Push the button

It’s been a busy week this week – I added another job to the stack and started the first Gamelan session with Jonathan Roberts. We had a good group of young people at the first session and they gave me some good ideas on how they would like to augment the Gamelan and the kind of music they’d like to try and play. As is often the case with these kinds of sessions, I came away with a head full of ideas about ways that we could add music and technology to the conventional instruments and create something unique.

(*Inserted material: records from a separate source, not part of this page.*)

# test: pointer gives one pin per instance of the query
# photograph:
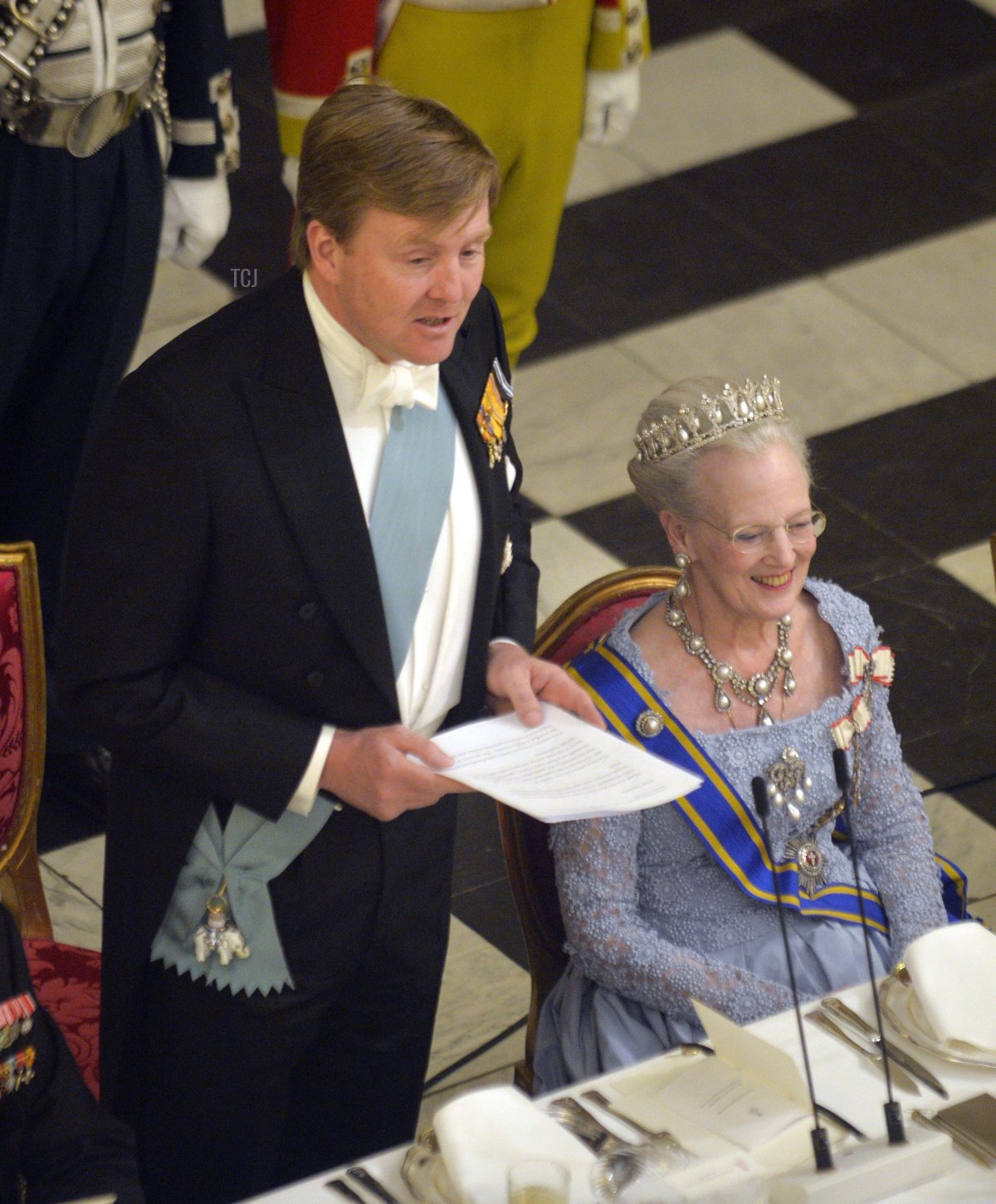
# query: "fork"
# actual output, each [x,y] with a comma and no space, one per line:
[665,1136]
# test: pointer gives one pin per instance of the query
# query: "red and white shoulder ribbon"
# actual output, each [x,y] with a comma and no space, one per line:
[881,661]
[878,666]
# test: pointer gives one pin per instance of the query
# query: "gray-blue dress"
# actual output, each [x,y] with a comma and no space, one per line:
[653,920]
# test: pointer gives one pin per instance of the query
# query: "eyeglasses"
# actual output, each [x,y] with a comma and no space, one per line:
[755,539]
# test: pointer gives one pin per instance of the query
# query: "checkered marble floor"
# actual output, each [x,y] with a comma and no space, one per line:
[809,190]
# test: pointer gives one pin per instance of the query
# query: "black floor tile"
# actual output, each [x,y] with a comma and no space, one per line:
[955,755]
[649,253]
[952,129]
[256,248]
[477,856]
[533,510]
[832,195]
[873,51]
[926,472]
[559,329]
[979,796]
[625,529]
[855,549]
[945,640]
[675,19]
[63,821]
[491,912]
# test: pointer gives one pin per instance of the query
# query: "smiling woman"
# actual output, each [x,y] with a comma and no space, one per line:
[748,669]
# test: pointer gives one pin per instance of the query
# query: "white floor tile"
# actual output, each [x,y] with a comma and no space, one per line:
[974,568]
[82,865]
[836,363]
[960,836]
[574,423]
[718,94]
[183,295]
[243,17]
[940,294]
[566,561]
[601,170]
[483,993]
[76,919]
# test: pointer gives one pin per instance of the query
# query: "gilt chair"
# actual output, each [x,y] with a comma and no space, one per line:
[583,618]
[66,979]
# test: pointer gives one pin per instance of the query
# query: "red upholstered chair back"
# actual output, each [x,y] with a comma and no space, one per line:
[22,738]
[583,618]
[66,979]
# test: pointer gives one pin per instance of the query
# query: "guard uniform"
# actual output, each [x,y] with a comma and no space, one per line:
[513,70]
[53,1133]
[85,90]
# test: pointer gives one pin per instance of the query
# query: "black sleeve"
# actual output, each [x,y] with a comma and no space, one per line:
[199,88]
[61,1139]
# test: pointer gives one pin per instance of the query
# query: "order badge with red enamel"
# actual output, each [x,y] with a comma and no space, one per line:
[812,864]
[17,1070]
[493,413]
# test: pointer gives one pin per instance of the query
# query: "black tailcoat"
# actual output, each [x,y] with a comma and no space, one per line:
[222,597]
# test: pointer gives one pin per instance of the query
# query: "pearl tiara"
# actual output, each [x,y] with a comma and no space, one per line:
[700,423]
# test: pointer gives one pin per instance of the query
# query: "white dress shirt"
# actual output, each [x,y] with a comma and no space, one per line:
[430,680]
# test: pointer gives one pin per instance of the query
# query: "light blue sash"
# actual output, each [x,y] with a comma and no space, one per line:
[410,505]
[248,855]
[717,816]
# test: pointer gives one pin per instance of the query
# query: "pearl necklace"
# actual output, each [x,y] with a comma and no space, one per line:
[755,691]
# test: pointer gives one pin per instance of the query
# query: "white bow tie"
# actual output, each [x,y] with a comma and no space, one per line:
[399,384]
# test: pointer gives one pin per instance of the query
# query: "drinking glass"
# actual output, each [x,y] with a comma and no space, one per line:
[539,1182]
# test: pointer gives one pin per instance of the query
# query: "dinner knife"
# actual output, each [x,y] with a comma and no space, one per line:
[897,1075]
[842,1011]
[373,1185]
[344,1188]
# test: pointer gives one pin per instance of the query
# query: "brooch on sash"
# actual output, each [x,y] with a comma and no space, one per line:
[865,667]
[787,785]
[17,1070]
[16,1017]
[218,934]
[493,413]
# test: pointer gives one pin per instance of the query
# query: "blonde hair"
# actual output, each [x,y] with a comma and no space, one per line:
[369,146]
[672,483]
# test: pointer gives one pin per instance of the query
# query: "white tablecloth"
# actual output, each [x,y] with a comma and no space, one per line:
[843,1083]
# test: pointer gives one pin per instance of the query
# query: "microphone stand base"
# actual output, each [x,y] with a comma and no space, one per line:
[867,1171]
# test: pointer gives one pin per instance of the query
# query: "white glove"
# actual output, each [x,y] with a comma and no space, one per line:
[289,176]
[611,101]
[195,216]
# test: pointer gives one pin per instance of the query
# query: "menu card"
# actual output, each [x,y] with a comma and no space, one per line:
[750,1097]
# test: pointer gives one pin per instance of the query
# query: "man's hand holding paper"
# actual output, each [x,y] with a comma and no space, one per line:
[560,769]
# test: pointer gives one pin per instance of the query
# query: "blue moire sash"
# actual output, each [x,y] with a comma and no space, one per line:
[715,812]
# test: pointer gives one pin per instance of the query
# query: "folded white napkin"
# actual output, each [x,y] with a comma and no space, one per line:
[953,971]
[486,1132]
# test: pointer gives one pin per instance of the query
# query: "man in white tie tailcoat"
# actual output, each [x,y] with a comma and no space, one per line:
[270,608]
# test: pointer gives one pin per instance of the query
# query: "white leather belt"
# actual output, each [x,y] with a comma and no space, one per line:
[80,127]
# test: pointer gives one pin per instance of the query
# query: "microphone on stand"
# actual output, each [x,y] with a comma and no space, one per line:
[894,1126]
[820,1140]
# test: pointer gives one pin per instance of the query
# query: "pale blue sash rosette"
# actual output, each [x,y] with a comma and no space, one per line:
[246,856]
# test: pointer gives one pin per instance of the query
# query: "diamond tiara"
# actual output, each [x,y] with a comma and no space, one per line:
[700,423]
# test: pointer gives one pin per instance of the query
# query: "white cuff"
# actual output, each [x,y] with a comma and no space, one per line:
[307,787]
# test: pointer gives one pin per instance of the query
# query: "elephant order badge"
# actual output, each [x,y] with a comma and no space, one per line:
[218,934]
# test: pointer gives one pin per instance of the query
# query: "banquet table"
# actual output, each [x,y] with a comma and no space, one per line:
[843,1081]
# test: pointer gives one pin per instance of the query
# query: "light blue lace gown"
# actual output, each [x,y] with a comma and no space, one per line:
[653,920]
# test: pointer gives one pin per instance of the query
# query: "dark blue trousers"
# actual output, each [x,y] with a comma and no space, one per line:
[79,241]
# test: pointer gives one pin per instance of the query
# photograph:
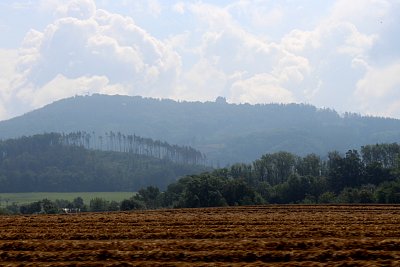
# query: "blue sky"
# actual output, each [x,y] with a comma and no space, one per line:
[338,54]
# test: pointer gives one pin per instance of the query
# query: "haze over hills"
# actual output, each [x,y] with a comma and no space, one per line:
[226,133]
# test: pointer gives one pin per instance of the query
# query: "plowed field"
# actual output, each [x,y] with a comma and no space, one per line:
[264,235]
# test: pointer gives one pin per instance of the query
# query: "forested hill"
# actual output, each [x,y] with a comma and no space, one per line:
[226,133]
[61,163]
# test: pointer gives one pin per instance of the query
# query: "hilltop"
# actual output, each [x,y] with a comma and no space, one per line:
[226,133]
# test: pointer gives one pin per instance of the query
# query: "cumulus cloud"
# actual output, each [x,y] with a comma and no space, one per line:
[86,48]
[261,88]
[378,91]
[324,53]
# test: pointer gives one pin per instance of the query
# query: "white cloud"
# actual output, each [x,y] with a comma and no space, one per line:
[62,87]
[74,51]
[327,53]
[378,91]
[261,88]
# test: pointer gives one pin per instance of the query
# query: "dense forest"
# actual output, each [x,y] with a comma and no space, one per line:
[369,176]
[226,133]
[67,163]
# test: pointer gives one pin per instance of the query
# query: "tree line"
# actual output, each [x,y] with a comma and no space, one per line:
[369,176]
[119,142]
[63,163]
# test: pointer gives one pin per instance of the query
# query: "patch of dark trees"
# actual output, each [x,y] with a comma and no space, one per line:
[70,163]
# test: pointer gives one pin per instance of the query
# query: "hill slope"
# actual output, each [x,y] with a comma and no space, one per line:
[44,163]
[226,133]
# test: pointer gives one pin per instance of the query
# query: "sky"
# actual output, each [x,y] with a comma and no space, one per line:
[342,54]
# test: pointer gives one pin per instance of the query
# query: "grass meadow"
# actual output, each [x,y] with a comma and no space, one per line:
[25,198]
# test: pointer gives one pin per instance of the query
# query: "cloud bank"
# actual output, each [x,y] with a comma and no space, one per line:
[335,54]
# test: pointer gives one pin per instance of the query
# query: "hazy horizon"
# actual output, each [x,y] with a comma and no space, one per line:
[335,54]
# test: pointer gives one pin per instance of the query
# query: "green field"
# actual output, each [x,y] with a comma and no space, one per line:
[24,198]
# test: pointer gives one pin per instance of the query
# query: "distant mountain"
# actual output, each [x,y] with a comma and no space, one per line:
[61,163]
[226,133]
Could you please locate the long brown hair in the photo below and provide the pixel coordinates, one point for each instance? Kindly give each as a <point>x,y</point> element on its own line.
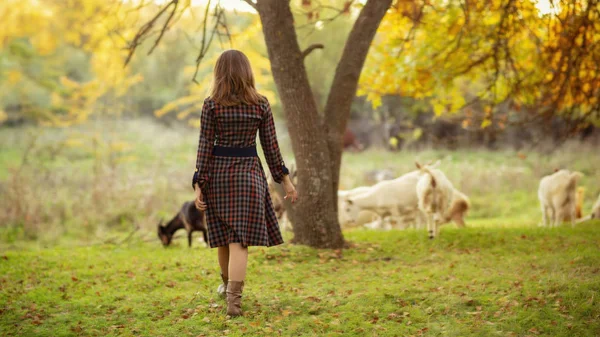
<point>233,82</point>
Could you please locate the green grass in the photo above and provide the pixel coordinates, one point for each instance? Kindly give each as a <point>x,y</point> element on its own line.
<point>471,282</point>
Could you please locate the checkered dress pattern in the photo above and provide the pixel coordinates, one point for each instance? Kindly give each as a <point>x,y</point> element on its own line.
<point>239,206</point>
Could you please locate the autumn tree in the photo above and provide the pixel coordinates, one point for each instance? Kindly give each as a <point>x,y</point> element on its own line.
<point>316,132</point>
<point>62,60</point>
<point>480,57</point>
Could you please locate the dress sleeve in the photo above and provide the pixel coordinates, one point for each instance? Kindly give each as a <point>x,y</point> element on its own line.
<point>205,145</point>
<point>268,141</point>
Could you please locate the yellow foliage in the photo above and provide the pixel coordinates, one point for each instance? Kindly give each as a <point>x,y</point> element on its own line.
<point>14,76</point>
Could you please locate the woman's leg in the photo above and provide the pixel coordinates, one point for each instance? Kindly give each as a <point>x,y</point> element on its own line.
<point>223,252</point>
<point>238,262</point>
<point>223,255</point>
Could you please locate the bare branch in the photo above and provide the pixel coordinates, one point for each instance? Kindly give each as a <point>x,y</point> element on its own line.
<point>146,30</point>
<point>311,48</point>
<point>165,27</point>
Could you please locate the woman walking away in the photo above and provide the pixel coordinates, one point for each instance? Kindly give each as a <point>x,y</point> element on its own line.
<point>229,181</point>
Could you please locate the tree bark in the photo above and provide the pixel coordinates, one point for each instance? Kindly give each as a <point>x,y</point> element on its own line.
<point>316,141</point>
<point>345,81</point>
<point>314,215</point>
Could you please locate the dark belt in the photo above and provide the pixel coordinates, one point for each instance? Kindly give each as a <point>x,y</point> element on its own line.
<point>224,151</point>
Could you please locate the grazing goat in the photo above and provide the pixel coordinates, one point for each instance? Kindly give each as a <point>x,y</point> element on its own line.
<point>363,217</point>
<point>190,218</point>
<point>557,194</point>
<point>387,198</point>
<point>435,193</point>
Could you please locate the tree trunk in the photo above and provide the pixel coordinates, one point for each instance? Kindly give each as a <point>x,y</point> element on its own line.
<point>314,216</point>
<point>316,141</point>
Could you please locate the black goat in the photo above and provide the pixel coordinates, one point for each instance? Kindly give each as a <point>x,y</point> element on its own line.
<point>190,218</point>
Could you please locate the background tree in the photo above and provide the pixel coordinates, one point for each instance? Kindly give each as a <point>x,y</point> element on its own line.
<point>534,61</point>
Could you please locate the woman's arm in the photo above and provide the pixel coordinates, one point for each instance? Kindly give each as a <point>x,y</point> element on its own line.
<point>268,141</point>
<point>205,146</point>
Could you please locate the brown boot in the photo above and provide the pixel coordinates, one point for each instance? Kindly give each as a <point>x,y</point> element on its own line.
<point>234,298</point>
<point>222,290</point>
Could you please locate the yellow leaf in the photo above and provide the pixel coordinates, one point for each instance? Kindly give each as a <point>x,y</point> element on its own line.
<point>14,76</point>
<point>417,133</point>
<point>438,109</point>
<point>486,122</point>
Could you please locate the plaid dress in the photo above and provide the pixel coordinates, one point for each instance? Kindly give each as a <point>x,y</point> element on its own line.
<point>239,207</point>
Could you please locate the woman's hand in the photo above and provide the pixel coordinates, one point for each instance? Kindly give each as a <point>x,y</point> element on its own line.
<point>290,190</point>
<point>199,202</point>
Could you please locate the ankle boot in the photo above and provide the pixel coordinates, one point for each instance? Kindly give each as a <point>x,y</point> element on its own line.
<point>234,298</point>
<point>222,290</point>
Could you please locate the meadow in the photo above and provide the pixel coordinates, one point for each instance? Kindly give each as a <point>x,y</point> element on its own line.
<point>80,256</point>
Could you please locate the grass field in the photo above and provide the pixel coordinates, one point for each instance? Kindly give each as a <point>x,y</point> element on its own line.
<point>79,253</point>
<point>472,282</point>
<point>100,181</point>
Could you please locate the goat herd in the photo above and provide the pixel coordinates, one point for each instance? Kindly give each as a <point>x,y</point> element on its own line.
<point>421,198</point>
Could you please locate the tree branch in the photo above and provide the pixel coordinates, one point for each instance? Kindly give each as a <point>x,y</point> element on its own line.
<point>311,48</point>
<point>146,30</point>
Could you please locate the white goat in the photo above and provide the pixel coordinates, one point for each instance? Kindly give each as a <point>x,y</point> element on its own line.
<point>557,194</point>
<point>435,193</point>
<point>363,217</point>
<point>459,206</point>
<point>387,198</point>
<point>595,214</point>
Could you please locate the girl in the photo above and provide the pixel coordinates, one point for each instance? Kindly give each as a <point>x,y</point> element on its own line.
<point>229,181</point>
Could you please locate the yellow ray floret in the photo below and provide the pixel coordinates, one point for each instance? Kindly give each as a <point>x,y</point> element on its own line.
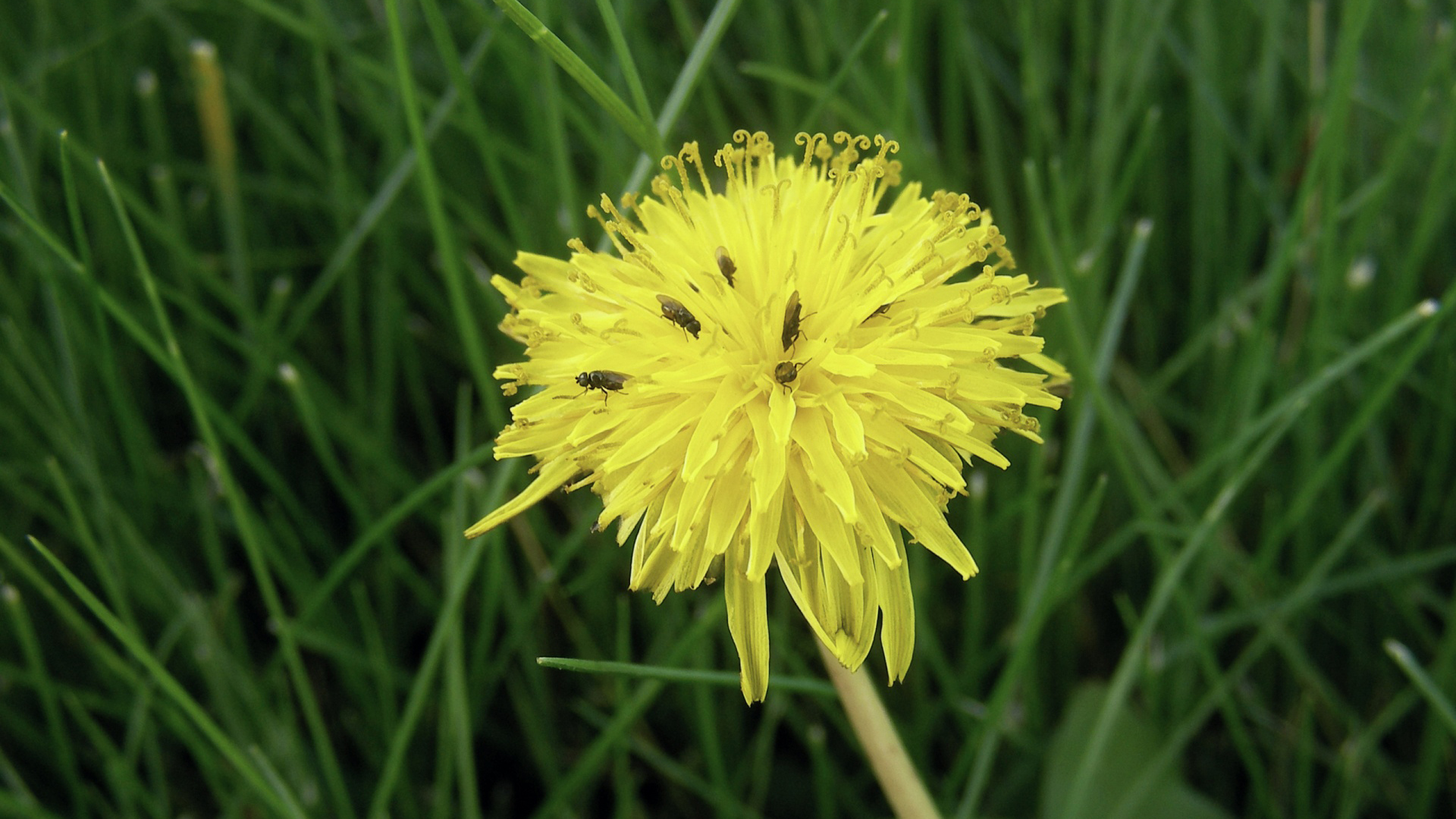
<point>783,371</point>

Each job or workshop I do requires a different set-up so that I’m using equipment that specific person or group can interact with. There’s a core of equipment that stays mostly the same as I mentioned in a previous blog but with different instruments and tech added to it, depending on the abilities of the group. When I’m starting a new workshop, I’ll consider all the options and try to work out which will work best – and since I’ve been collecting unusual instruments for about 20 years, there’s a fair few to choose from. Other factors will come into play, such as the venue, how much time there is to set up, and on occasion environmental factors (some interfaces are based on light and doing workshops outside can be a whole other challenge).

LaunchpadAt Monday’s session, I did a bit of show and tell and demonstrated some equipment to help the musicians select some approaches for the Gamelan session. One of the young people pointed to one of my pieces of kit – a Launchpad, covered in a grid of 8×8 buttons – and asked what it did. This caught me off-guard a bit; the Launchpad can be anything, and it can easily act as a drum machine, keyboard or mixer, but it’s not actually anything without the computer. This is one of the issues with using computers, tablets and other technology for music – because they can do almost anything, it’s hard for whoever is using them to know what they are doing at any given time. A button can do anything from playing Ode To Joy to activating the self destruct, after all…

The good thing about this flexibility is the ability to continually modify the equipment. The flip-side of this however is that the continual changes prevent the building of the muscle memory that one gets from practicing with an instrument in order to develop musical technique. The flexibility can reduce the barriers to access to music, but the key is not to entirely remove them and ensure that within the workshop or performance there is a degree of musical challenge. This will be different for everyone, and it’s where one to one sessions have an advantage as it it’s easier to assess current skill and prescribe methods for development. Pushing a button can be a massive achievement for some people.